Hypothetical scheme of signaling events mediating keratinocyte damage in PV. Abbreviations: AMPVAb, anti-mitochondrial PV antibody; Cs, caspase; FasL, Fas ligand; FasR, Fas receptor; MRPVAg, mitochondria-related PV antigen; NO, nitric oxide; OPVAb, PV antibodies of other specificities, including anti-AChR and anti-PERP antibodies; OPVAg, other types of putative PV antigens; PVAb, PV antibody; TNFa, tumor necrosis factor a. Modified from Ref. [37].

Figure 8

Hypothetical scheme of keratinocyte apoptolysis in PV. Step 1: apoptolysis is triggered by binding of autoantibodies to the PV antigens capable of transducing apopotolytic signals from the keratinocyte plasma membrane, such as PERP and AChRs. Step 2: outside-in signaling from ligated antigens launches the cell death cascades. Step 3: collapse and retraction of the TFs cleaved by executioner caspases and dissociation of interdesmosomal adhesion complexes caused by phosphorylation of adhesion molecules result in basal cell shrinkage, most of desmosomes remain intact.
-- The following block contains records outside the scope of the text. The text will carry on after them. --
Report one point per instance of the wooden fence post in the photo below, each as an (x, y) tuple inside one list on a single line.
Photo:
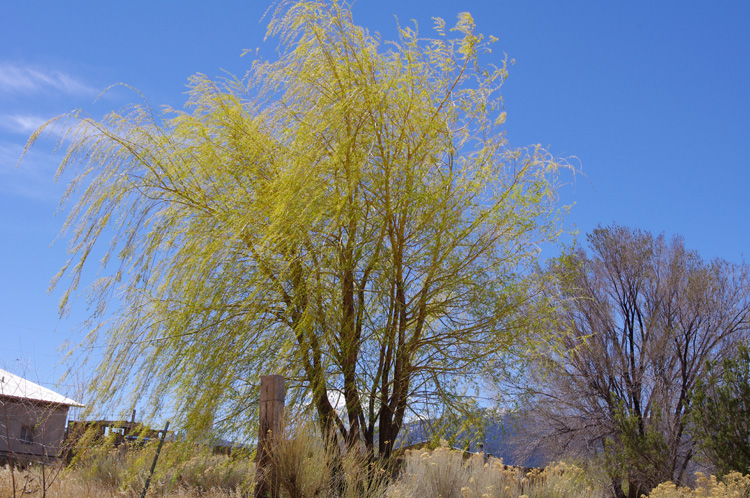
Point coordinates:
[(272, 395)]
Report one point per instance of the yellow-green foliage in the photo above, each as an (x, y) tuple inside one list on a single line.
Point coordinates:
[(340, 216)]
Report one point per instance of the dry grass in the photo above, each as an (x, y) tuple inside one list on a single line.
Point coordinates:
[(123, 474), (447, 474), (306, 470), (733, 485)]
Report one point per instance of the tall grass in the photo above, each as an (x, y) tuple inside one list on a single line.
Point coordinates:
[(448, 474), (306, 468)]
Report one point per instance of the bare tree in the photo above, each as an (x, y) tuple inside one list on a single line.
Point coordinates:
[(640, 317)]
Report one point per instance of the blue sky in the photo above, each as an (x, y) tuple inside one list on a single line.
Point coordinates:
[(648, 99)]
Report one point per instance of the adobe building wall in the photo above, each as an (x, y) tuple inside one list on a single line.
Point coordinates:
[(30, 430)]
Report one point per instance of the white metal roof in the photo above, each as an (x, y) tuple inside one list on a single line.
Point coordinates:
[(14, 386)]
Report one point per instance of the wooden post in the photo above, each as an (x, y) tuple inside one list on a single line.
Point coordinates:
[(272, 395)]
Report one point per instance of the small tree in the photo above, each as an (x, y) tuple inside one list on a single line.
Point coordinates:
[(640, 318), (721, 413), (349, 216)]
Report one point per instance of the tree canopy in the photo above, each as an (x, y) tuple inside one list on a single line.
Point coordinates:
[(349, 216), (641, 318), (721, 413)]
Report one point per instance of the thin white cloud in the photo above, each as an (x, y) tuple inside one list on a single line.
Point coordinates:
[(31, 179), (27, 79), (21, 123)]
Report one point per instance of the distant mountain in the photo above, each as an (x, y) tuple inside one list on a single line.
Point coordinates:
[(503, 438)]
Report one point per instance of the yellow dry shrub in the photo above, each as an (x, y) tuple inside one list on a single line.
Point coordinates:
[(733, 485)]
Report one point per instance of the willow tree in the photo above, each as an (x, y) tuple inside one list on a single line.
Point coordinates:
[(349, 215)]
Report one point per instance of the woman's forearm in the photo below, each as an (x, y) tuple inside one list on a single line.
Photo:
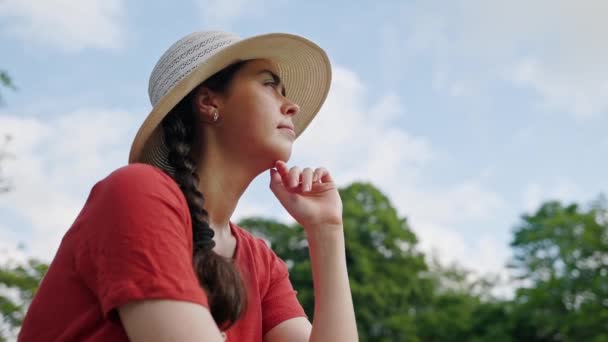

Step 4: massive cleavage of cellularproteins by activated cell death enzymes leads to collapse of the cytoskeleton and tearing off desmosomes from the CM with subsequent production of scavenging (i.e. secondary) autoantibodies mainly to sloughed adhesion molecules. Step 5: suprabasal acantholytic cells die rendering a tombstone appearance to surviving basal cells. Modified from Ref. [1].